Born Prince Tomihito, Hanazono was the younger brother of the Emperor Go-Fushimi, the son of Emperor Fushimi, and thus the grandson of Emperor Go-Fukakusa. At the time he ascended to the throne, the imperial reign was supposed to alternate between two rival lineages of the Imperial family: the "senior," or Jimyōin line (持明院統, Jimyōin-tō, descended from Go-Fukakusa), and the "junior," or Daikakuji line (大覚寺統, Daikakuji-to, descended from Go-Fukakusa's younger brother Emperor Kameyama).
As the grandson of Go-Fukakusa, Hanazono was from the senior line, and thus when his distant cousin, the junior line emperor Go-Nijō died suddenly and unexpectedly from illness at the age of 23, the throne passed to Hanazono in accordance with the principal of alternation between the two lines, when Hanazono was just 12 years of age. However, in those days Japanese emperors reigned but did not actually rule, so for the entirety of Hanazono's reign, real power was vested in his father, Fushimi, and later his older brother Go-Fushimi, who ruled in their capacities as "retired emperors."
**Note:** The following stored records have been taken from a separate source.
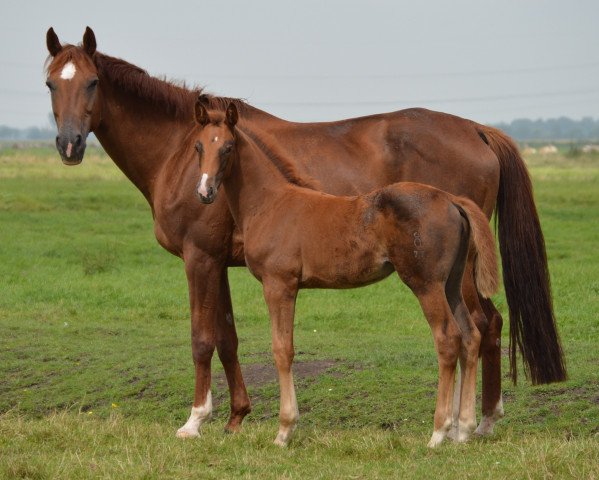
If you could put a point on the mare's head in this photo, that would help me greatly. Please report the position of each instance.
(73, 83)
(215, 144)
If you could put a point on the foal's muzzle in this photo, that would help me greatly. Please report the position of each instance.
(71, 146)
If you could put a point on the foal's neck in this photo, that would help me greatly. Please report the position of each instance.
(254, 184)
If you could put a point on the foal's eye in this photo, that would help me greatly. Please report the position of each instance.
(227, 148)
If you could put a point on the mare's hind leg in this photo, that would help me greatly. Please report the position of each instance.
(479, 319)
(446, 335)
(490, 348)
(226, 346)
(280, 297)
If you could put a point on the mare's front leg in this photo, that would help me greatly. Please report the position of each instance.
(208, 312)
(489, 323)
(280, 297)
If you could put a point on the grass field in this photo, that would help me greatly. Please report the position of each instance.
(95, 357)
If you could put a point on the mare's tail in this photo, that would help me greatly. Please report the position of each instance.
(525, 273)
(486, 274)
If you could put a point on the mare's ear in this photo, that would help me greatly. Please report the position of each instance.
(52, 42)
(201, 113)
(89, 41)
(231, 116)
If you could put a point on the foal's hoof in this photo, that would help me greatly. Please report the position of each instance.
(282, 440)
(187, 433)
(436, 439)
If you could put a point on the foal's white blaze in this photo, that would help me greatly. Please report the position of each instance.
(198, 416)
(68, 71)
(202, 190)
(487, 423)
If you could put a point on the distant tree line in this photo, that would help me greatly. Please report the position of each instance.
(31, 133)
(562, 128)
(522, 129)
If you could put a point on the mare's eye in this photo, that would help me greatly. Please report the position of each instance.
(227, 148)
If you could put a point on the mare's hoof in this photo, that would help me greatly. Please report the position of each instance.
(436, 439)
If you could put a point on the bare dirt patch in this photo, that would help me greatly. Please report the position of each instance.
(259, 374)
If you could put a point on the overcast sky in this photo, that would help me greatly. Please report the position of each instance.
(324, 60)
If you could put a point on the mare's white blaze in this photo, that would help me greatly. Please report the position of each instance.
(487, 423)
(202, 190)
(198, 416)
(68, 71)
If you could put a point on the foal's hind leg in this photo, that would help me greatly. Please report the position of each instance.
(478, 319)
(280, 297)
(490, 348)
(447, 339)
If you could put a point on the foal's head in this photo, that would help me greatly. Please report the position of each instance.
(215, 144)
(73, 83)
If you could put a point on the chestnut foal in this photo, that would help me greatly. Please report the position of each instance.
(295, 237)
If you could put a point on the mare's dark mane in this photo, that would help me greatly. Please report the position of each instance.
(174, 97)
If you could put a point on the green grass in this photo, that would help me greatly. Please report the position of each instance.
(95, 361)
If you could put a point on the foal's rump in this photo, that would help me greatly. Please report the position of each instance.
(432, 226)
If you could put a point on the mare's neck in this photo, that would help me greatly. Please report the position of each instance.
(139, 136)
(253, 184)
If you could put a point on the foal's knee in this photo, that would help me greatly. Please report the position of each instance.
(202, 349)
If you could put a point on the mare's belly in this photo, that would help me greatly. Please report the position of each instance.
(344, 273)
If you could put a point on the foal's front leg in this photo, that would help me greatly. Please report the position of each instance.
(280, 297)
(210, 305)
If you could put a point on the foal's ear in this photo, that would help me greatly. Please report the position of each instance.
(52, 42)
(89, 41)
(201, 113)
(231, 116)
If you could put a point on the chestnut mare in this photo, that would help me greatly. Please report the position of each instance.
(144, 124)
(295, 237)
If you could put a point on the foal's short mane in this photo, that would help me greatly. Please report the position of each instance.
(175, 97)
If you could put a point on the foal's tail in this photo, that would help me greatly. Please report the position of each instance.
(486, 273)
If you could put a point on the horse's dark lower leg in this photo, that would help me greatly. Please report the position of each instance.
(226, 345)
(204, 279)
(492, 403)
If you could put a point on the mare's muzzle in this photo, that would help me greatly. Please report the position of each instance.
(71, 145)
(205, 193)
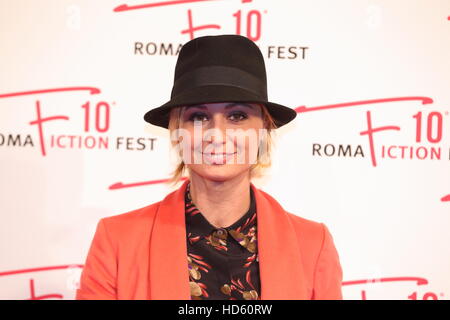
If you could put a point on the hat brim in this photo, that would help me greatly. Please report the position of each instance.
(215, 93)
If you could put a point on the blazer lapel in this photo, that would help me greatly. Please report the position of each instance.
(280, 265)
(168, 266)
(281, 272)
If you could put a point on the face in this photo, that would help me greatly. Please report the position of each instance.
(221, 139)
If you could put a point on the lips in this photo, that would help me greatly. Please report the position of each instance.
(218, 158)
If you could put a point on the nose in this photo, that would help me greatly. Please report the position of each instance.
(217, 131)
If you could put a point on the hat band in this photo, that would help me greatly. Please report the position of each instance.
(220, 75)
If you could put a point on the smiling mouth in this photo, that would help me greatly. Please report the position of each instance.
(218, 154)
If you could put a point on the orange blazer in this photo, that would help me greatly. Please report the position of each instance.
(142, 254)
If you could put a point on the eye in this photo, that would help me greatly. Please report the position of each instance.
(239, 116)
(197, 116)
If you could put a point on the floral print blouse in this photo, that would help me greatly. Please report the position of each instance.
(223, 262)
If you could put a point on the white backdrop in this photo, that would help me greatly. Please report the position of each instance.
(368, 153)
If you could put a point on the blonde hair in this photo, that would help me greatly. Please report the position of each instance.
(256, 170)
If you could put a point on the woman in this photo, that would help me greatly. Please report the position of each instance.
(217, 236)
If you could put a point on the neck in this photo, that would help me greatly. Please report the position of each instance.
(221, 202)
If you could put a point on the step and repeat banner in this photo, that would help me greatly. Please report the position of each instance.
(368, 154)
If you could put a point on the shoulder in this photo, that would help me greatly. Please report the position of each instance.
(310, 233)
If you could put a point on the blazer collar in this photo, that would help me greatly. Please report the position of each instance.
(281, 271)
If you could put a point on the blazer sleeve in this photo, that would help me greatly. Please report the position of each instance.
(328, 272)
(98, 278)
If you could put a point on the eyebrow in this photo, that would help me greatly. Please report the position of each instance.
(228, 106)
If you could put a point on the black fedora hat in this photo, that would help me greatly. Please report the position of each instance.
(222, 68)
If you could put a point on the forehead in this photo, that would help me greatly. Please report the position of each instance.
(222, 105)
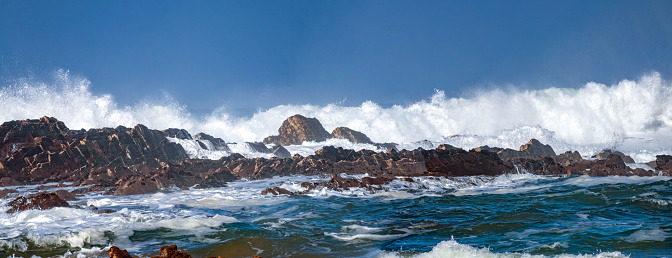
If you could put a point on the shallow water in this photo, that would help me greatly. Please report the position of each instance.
(505, 216)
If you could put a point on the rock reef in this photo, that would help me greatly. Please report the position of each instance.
(138, 160)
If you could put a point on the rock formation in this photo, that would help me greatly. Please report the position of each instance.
(351, 135)
(40, 201)
(298, 129)
(125, 161)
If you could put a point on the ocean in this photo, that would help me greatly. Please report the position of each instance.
(512, 215)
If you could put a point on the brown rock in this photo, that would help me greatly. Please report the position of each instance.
(5, 192)
(297, 129)
(40, 201)
(116, 252)
(281, 152)
(569, 158)
(605, 153)
(351, 135)
(170, 251)
(65, 195)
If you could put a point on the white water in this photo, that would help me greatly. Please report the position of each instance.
(632, 116)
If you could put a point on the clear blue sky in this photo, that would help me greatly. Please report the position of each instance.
(245, 55)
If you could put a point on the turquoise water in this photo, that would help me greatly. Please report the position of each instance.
(508, 215)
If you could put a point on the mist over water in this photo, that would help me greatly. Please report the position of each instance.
(633, 116)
During the time of Hanazono's reign, the senior line to which he belonged was under a cloud of suspicion, due to his father Fushimi having already once tried to break the agreement to alternate reigns with the junior line when he had his own son Go-Fushimi succeed him. With the junior line pressing the Kamakura shogunate to recognize their claim to the throne in perpetuity, based on an argument that the senior line could not be trusted, retired emperor Go-Fushimi sought to institutionalize the reign alternation arrangement by negotating a deal with the Shogunate, called the Bumpo Agreement, in which emperors the two lines would reign for exactly 10 years each before handing the throne over to the other line.
In accordance with this agreement, Hanazono dutifully abdicated the throne, after exactly 10 years, to his cousin from the junior line, who became emperor Go-Daigo. However, Go-Daigo had grand plans to destroy the Shogunate and restore direct Imperial rule over the nation. As such, he had no intention of honoring the Bumpo agreement, and thus the agreement painstakingly negotiated by Go-Fushimi was honored for the first and last time by Hanazono.
Hanazono did get to rule as a retired emperor of sorts when his nephew reigned as Emperor Kogon from 1332 through 1334, after the conflict between the senior and junior lines devolved into open schism and two rival Imperial courts. However, since Go-Daigo continued to rule over the renegade Southern Court at that time, and became associated with the beloved samurai warrior and Japanese national hero Kusunoki Masashige, today Kogon's reign is not officially recognized, and therefore Hanazono's rule as retired emperor is not either, even though the Northern Court was the court that held actual power over most of the country at that time.
After Kogon abdicated the throne in 1334 and Hanzono's rule as retired emperor came to an end, he took up the tonsure and became a Buddhist monk in 1335. Hanzono then turned his personal retirement palace in Kyoto into the Myōshin-ji Zen Buddhist temple, which today has grown to become the largest temple network in the Rinzai Zen Buddhist sect. Many places and institutions in that neighborhood of Kyoto are named after Hanazono today, including Hanazono University (the main university of the Rinzai sect) and Hanazono Station.
Hanazono was extremely literate and was an accomplished waka poet. He also left behind a diary that remains a useful historical source - the Hanazono-in Minki ("Chronicle of Retired Emperor Hanazono"). He died in 1348.